My notes from July 21, 1980
Bowles liked my story, said it was the best thing of mine he’d read so far—that’s the kind of compliment that’s so relative it’s difficult to decipher. Some gems from our discussion: “A complicated sentence often isn’t read completely because one goes on to escape it. Important things should not be put in complicated sentences therefore.” “Everything in a story should be justified on two points. Otherwise it shouldn’t be there. It’s important for things to have a definite reason for being included. No detail can be arbitrary.”

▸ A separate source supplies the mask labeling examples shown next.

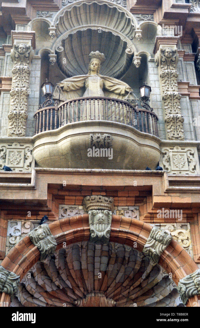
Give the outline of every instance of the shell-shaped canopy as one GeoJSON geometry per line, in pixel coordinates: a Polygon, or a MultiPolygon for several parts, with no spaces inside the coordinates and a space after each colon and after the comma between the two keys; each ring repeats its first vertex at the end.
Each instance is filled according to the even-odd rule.
{"type": "Polygon", "coordinates": [[[84,241],[38,262],[22,280],[15,306],[183,306],[174,283],[135,249],[84,241]]]}
{"type": "Polygon", "coordinates": [[[63,40],[61,46],[57,48],[57,63],[67,77],[87,73],[91,51],[99,51],[105,55],[100,71],[102,75],[120,78],[132,62],[132,55],[126,52],[127,42],[101,29],[78,31],[63,40]]]}

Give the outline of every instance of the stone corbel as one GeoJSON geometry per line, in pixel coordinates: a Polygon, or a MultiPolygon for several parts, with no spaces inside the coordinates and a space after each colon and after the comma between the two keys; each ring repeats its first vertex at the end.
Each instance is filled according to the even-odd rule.
{"type": "Polygon", "coordinates": [[[56,62],[56,59],[57,59],[57,55],[52,54],[51,53],[50,53],[49,54],[49,64],[53,66],[56,62]]]}
{"type": "Polygon", "coordinates": [[[141,30],[136,30],[135,33],[135,37],[138,41],[140,41],[142,38],[142,32],[141,30]]]}
{"type": "Polygon", "coordinates": [[[137,68],[139,67],[141,62],[141,57],[139,56],[135,56],[133,58],[133,62],[137,68]]]}
{"type": "Polygon", "coordinates": [[[200,269],[181,279],[178,284],[178,291],[184,305],[190,297],[200,295],[200,269]]]}
{"type": "Polygon", "coordinates": [[[54,38],[56,36],[56,28],[55,27],[49,27],[48,31],[49,36],[51,38],[54,39],[54,38]]]}
{"type": "Polygon", "coordinates": [[[39,226],[29,233],[28,236],[40,251],[40,261],[43,261],[48,256],[54,254],[57,243],[46,223],[39,226]]]}
{"type": "Polygon", "coordinates": [[[155,264],[158,262],[160,256],[170,244],[172,237],[157,227],[153,227],[145,244],[142,253],[155,264]]]}
{"type": "Polygon", "coordinates": [[[109,241],[113,203],[111,197],[101,195],[87,196],[84,199],[84,209],[89,215],[91,241],[104,244],[109,241]]]}
{"type": "Polygon", "coordinates": [[[180,103],[181,95],[178,92],[177,83],[178,51],[175,45],[164,45],[162,43],[164,41],[163,38],[160,44],[157,40],[156,43],[157,45],[155,49],[156,48],[157,51],[155,61],[159,67],[167,138],[170,140],[183,140],[184,119],[181,114],[180,103]]]}
{"type": "Polygon", "coordinates": [[[11,299],[17,294],[20,277],[0,265],[0,293],[11,296],[11,299]]]}

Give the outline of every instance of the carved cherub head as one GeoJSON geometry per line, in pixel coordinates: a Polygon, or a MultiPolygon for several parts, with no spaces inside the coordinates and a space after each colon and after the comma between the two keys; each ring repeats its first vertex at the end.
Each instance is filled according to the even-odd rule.
{"type": "Polygon", "coordinates": [[[167,58],[171,58],[172,57],[172,50],[170,48],[166,48],[163,51],[164,56],[167,58]]]}
{"type": "Polygon", "coordinates": [[[39,229],[37,230],[35,236],[38,240],[41,240],[45,238],[45,232],[42,229],[39,229]]]}
{"type": "Polygon", "coordinates": [[[25,44],[21,43],[17,47],[17,51],[19,53],[23,55],[25,53],[26,51],[26,47],[25,44]]]}

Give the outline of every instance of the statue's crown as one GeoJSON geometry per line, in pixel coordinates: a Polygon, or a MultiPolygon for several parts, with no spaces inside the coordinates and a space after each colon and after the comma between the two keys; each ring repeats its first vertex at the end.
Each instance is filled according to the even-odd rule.
{"type": "Polygon", "coordinates": [[[101,53],[99,51],[91,51],[89,55],[89,58],[90,60],[93,59],[98,59],[100,64],[103,63],[105,60],[105,56],[103,53],[101,53]]]}
{"type": "Polygon", "coordinates": [[[83,207],[87,212],[90,210],[108,210],[113,211],[113,198],[100,195],[86,196],[83,199],[83,207]]]}

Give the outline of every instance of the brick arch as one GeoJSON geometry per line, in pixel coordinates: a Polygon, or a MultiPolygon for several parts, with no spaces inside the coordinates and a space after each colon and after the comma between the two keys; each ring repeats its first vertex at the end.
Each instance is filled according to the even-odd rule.
{"type": "MultiPolygon", "coordinates": [[[[58,245],[61,248],[63,243],[69,245],[78,241],[89,240],[90,228],[88,214],[72,216],[50,223],[49,228],[58,245]]],[[[113,215],[110,241],[133,246],[137,242],[136,249],[142,252],[152,226],[141,221],[120,215],[113,215]]],[[[5,269],[20,276],[20,281],[32,267],[39,260],[40,252],[27,236],[12,248],[1,263],[5,269]]],[[[158,264],[168,273],[172,273],[172,278],[177,284],[180,279],[194,272],[198,267],[188,253],[175,240],[173,240],[161,254],[158,264]]],[[[10,296],[0,293],[0,301],[10,302],[10,296]]],[[[198,303],[198,297],[191,297],[187,306],[194,302],[198,303]]],[[[3,303],[2,303],[3,304],[3,303]]]]}

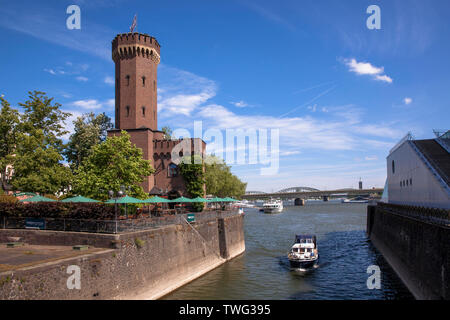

After he had gone over our stories and pointed out our typographical errors to us—he seems to have a moral principle against trying to influence us to do anything more substantive than use a dictionary—he told us stories about the past. He told us about his maid Sherifa who is reputed to have poisoned Jane. Jane had never had a health problem until she ran into Sherifa who gave her potions that induced a series of strokes. Bowles said her intention was to gain control of the Bowleses’ money so that she could help her sister who has 11 children. She thought of the Bowleses’ money and home as wasted because they were childless. Sherifa ended up talking Jane out of the house. Bowles showed us a picture of Sherifa—shrouded in black with a black veil and dark sunglasses, very sinister looking. But he told us that under her burnoose she wore Levis and she carried a switchblade in her pocket. When she worked for them she put a curse in the soil of their potted philodendron so that through the plant she could have power over them even when she wasn’t around. Bowles finally discovered the curse—a little bundle of hair, fingernails and blood wrapped up in a piece of cloth. He showed us an album of pictures of Jane, looking ripe and sexy early on, then later wearing a wig, emaciated, gripping her stomach.